Waitresses said the suspect was wearing a checked topcoat when he came into an Ocean View restaurant. The suspect said he never owned one. Police later found a checked coat in his apartment.
When Todd's parents talked to the suspect's girlfriend, she showed them a short beaver-skin jacket that she said someone had given her. A three-quarter length beaver-skin coat was missing from Todd's apartment, authorities said.
Despite the end of the active investigation, Whitehurst says Todd's case remains in his thoughts, along with two other unsolved killings assigned to him.

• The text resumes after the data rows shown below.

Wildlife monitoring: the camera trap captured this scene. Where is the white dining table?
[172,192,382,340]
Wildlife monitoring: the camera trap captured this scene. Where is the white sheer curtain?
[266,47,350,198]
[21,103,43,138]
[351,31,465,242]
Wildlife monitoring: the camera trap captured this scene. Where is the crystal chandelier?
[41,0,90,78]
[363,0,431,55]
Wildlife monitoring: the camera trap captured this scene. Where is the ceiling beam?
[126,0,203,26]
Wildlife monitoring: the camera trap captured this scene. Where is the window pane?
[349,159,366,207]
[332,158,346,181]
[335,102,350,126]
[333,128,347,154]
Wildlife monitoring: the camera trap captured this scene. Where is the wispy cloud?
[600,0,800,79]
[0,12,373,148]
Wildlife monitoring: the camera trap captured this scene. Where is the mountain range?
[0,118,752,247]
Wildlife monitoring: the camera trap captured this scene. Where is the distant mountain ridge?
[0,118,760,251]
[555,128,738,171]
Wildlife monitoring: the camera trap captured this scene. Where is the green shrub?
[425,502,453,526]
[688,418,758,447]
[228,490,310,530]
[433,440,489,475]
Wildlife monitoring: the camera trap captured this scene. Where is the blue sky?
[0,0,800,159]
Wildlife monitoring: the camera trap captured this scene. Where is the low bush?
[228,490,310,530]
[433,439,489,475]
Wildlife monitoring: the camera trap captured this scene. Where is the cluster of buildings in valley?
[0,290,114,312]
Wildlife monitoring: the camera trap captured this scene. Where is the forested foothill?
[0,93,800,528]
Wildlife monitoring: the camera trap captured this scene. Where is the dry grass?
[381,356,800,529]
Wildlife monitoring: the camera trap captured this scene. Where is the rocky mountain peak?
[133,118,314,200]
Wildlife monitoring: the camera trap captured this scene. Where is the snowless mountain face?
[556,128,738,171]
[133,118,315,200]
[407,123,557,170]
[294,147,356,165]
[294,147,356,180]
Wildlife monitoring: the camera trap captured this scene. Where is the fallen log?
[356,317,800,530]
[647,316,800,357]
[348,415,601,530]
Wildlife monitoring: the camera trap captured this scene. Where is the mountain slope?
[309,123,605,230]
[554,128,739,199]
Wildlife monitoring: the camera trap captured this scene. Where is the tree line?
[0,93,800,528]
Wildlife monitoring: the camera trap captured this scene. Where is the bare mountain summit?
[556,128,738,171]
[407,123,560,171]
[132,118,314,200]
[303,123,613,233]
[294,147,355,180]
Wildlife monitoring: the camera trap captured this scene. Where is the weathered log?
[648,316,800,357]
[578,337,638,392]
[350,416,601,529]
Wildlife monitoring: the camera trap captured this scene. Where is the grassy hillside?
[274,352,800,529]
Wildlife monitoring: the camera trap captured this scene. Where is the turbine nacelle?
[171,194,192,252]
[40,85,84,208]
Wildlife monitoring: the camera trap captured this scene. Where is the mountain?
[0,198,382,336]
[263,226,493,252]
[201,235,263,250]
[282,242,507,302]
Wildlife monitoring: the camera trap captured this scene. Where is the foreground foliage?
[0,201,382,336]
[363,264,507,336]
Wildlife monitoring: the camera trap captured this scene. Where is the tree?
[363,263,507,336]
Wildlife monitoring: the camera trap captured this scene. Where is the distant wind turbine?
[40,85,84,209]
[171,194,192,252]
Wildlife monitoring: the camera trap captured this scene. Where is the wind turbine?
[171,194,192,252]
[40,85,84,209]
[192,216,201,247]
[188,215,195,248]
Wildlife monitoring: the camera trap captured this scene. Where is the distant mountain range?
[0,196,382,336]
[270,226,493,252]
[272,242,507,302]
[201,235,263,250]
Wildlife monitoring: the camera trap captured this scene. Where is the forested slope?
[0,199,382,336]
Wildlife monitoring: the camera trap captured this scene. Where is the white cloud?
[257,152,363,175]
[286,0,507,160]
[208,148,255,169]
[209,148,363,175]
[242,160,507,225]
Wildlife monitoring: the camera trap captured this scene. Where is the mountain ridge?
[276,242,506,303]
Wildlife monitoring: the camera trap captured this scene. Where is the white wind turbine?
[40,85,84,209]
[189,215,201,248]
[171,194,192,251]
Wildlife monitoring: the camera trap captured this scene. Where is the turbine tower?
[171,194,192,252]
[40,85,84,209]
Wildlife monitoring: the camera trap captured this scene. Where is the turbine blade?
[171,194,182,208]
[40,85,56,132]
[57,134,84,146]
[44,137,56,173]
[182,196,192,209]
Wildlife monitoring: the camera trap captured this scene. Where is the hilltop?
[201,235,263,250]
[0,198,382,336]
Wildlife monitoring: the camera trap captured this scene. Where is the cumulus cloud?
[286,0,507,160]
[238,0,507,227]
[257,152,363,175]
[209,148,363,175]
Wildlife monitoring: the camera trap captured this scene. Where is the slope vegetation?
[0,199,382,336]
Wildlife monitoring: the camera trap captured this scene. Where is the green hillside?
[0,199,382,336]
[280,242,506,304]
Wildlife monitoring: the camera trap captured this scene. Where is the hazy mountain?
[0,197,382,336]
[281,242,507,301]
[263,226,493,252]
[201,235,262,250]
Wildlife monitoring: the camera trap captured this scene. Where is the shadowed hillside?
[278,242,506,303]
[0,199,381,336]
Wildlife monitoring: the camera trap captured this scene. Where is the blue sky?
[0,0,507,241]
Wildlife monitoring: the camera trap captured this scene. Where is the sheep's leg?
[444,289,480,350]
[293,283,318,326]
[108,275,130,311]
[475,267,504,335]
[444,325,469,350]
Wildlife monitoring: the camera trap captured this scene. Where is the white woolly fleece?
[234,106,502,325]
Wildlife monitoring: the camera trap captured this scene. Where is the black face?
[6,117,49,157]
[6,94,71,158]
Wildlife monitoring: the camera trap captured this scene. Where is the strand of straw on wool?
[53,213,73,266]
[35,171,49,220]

``You don't forget these cases,'' Whitehurst said. ``There isn't a day that goes by that I don't think about my unsolved cases. An investigator goes on. You never give up on a murder case. There's always that hope. Miracles happen.'' MEMO: CASE CHRONOLOGY
Dec. 17, 1966: Sandra Pace Todd is beaten and strangled during the
pre-dawn hours. About 7 a.m., a workman finds her body in a ravine off
I-264 at Bowers Hill in Chesapeake.
May 1967: The suspect and Todd's husband take polygraph tests. Both
pass. No one is charged.
Jan. 10, 1969: Republican Congressman Lawrence G. Williams of
Pennsylvania writes a letter asking then-Virginia Gov. Mills E. Godwin
Jr. to get the state attorney general involved in the case.
March 27, 1969: The congressman receives a death threat by
telephone.
April 1969: A Chesapeake grand jury hears evidence for three days and
fails to indict anyone.
March 26, 1970: Congressman Williams writes a letter to then-Gov. A.
Linwood Holton Jr. saying the case had not been handled well.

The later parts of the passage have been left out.